Desempenho de Fábio Mota no ETCC

Fábio Mota é o representante das cores nacionais no ETCC durante todo o ano de 2016. Como estreante na grande maioria dos circuitos da taça, as ambições do português são reservadas à aprendizagem. Um ciclo normal, para quem quer evoluir no desporto automóvel.
Ainda assim, faz sentido analisarmos a prestação do piloto de Vila Nova de Gaia na sua primeira temporada do europeu de turismos.

Se em Paul Ricard, a primeira prova do europeu, o importante para qualquer um dos pilotos foi a ambientação ao carro, nas rondas seguintes a competição já era muito a sério. Para Mota, que conseguiu o 10º melhor tempo na qualificação da ronda francesa, ter terminado a corrida 1 à frente do seu colega de equipa (que tinha alcançado o 9º lugar da grelha) foi uma boa primeira impressão. Temos que ter em atenção o facto que o SEAT de Fábio Mota ser um carro com as especificações de 2014, a precisar de muitas actualizações, para além da equipa do português, a Lema Racing, não ser a prioritária para a SEAT Sport, o fabricante. Possivelmente estamos a falar de uma equipa de 2ª ou 3ª linha dentro do ETCC, logo, Mota não compete de igual para igual com, por exemplo, Petr Fulin o líder da geral, que compete também com um SEAT Léon Cup Racer.

foto: Florent Gooden / DPP

Depois da ronda inaugural, Fábio Mota esteve em destaque na Eslováquia, que foi sem dúvida a sua melhor jornada, onde conseguiu ser muito rápido e eficaz. Foi 3º na qualificação e na corrida 1 e terminou a corrida 2 na 5ª posição. É certo que os pilotos da Krenek Motorsport, Petr Fulin e Christjohannes Schreiber, foram excluídos da primeira corrida, mas não podemos retirar o mérito a Fábio Mota por ter sido o melhor piloto SEAT, logo a seguir aos homens dos Honda, Peter Rikli e Kris Richard. Na corrida 2, o português não subiu ao pódio, mas terminou uma posição acima daquela que saiu na grelha de partida, terminando em 5º.

Na última ronda antes de Vila Real, no Green Hell, Nürburgring-Nordschleife, Mota concentrou bastantes energias no conhecimento e aprendizagem do circuito, até por ser um traçado muito exigente, muito complicado e ser a primeira vez que o piloto competia lá.

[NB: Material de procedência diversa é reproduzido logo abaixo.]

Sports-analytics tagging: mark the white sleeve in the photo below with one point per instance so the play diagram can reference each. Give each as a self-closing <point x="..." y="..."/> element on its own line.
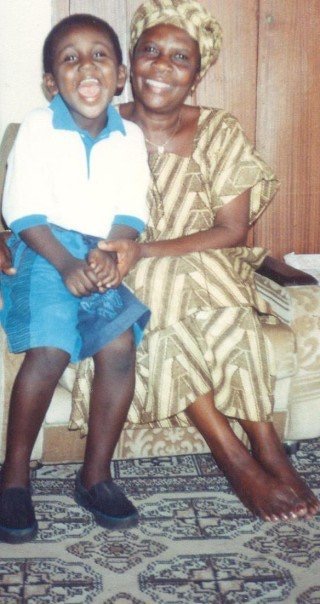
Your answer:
<point x="132" y="201"/>
<point x="26" y="190"/>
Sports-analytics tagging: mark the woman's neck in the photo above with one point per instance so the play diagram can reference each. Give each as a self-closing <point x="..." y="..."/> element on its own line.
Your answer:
<point x="173" y="132"/>
<point x="151" y="122"/>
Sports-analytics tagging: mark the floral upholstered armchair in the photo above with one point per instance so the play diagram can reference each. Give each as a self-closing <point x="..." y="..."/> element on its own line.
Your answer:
<point x="294" y="296"/>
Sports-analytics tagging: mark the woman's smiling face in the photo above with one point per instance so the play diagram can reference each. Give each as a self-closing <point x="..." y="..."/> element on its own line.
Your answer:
<point x="164" y="67"/>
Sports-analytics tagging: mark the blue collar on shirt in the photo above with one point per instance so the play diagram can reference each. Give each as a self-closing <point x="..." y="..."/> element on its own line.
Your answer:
<point x="63" y="120"/>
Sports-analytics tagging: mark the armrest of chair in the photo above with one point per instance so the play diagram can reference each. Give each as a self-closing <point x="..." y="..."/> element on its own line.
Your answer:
<point x="282" y="273"/>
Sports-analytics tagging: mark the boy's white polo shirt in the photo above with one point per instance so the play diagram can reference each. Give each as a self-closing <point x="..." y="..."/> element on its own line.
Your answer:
<point x="59" y="174"/>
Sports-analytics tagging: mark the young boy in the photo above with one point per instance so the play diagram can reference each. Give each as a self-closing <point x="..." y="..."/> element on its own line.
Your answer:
<point x="77" y="173"/>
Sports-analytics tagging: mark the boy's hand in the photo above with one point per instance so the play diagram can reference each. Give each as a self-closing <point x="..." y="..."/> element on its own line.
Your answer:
<point x="105" y="269"/>
<point x="128" y="253"/>
<point x="78" y="278"/>
<point x="5" y="255"/>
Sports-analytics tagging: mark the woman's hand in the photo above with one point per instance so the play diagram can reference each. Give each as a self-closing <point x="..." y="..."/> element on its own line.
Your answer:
<point x="78" y="277"/>
<point x="128" y="253"/>
<point x="5" y="255"/>
<point x="105" y="268"/>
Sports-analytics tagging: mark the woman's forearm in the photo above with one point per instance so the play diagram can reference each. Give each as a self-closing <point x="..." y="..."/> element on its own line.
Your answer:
<point x="215" y="238"/>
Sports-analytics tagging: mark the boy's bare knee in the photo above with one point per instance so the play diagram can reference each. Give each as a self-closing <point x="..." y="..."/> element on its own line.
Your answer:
<point x="47" y="360"/>
<point x="119" y="355"/>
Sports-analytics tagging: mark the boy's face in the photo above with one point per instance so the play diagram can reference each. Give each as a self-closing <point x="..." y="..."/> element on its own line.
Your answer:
<point x="86" y="74"/>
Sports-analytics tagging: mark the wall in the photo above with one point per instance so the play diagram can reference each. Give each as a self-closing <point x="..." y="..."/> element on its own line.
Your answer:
<point x="23" y="27"/>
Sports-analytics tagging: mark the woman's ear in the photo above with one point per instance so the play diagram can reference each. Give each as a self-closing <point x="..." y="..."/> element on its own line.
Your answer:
<point x="122" y="76"/>
<point x="49" y="84"/>
<point x="195" y="83"/>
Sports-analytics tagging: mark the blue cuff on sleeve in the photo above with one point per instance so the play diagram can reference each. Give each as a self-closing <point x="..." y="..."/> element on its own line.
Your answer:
<point x="131" y="221"/>
<point x="27" y="222"/>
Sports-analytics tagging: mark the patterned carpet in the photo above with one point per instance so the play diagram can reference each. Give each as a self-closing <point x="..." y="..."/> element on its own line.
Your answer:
<point x="195" y="543"/>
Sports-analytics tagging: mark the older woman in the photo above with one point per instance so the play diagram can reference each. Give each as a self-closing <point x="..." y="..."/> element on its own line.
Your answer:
<point x="204" y="359"/>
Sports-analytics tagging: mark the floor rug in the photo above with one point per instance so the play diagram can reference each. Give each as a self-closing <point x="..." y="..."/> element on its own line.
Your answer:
<point x="195" y="544"/>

Terminou o fim-de-semana de maneira agridoce: conseguiu ser rápido, provando que o trabalho de aprendizagem do traçado foi muito útil, conseguindo ser 8º na corrida 1, mas na corrida 2, onde até tinha terminado em 4º, foi excluído por, na pesagem no final da corrida, o carro apresentar um peso abaixo do mínimo obrigatório.

foto: Jean Michel Le Meur / DPPI

Com esta decisão, Fábio Mota perdeu 5 pontos, que o colocariam mais à vontade no seu 7º posto da classificação geral, lugar que ocupa actualmente. Agora em Vila Real, defendemos que o piloto é um dos principais candidatos à vitória numa ou nas 2 corridas, no entanto dependerá muito da qualificação realizada e do conhecimento e adaptação dos restantes pilotos ao traçado citadino de Vila Real. Em Abril estivemos com Fábio Mota e nessa altura o piloto disse-nos que outros pilotos já lhe tinham pedido alguns detalhes acerca da pista transmontana, provando que são mais as dúvidas do que as certezas dos adversários.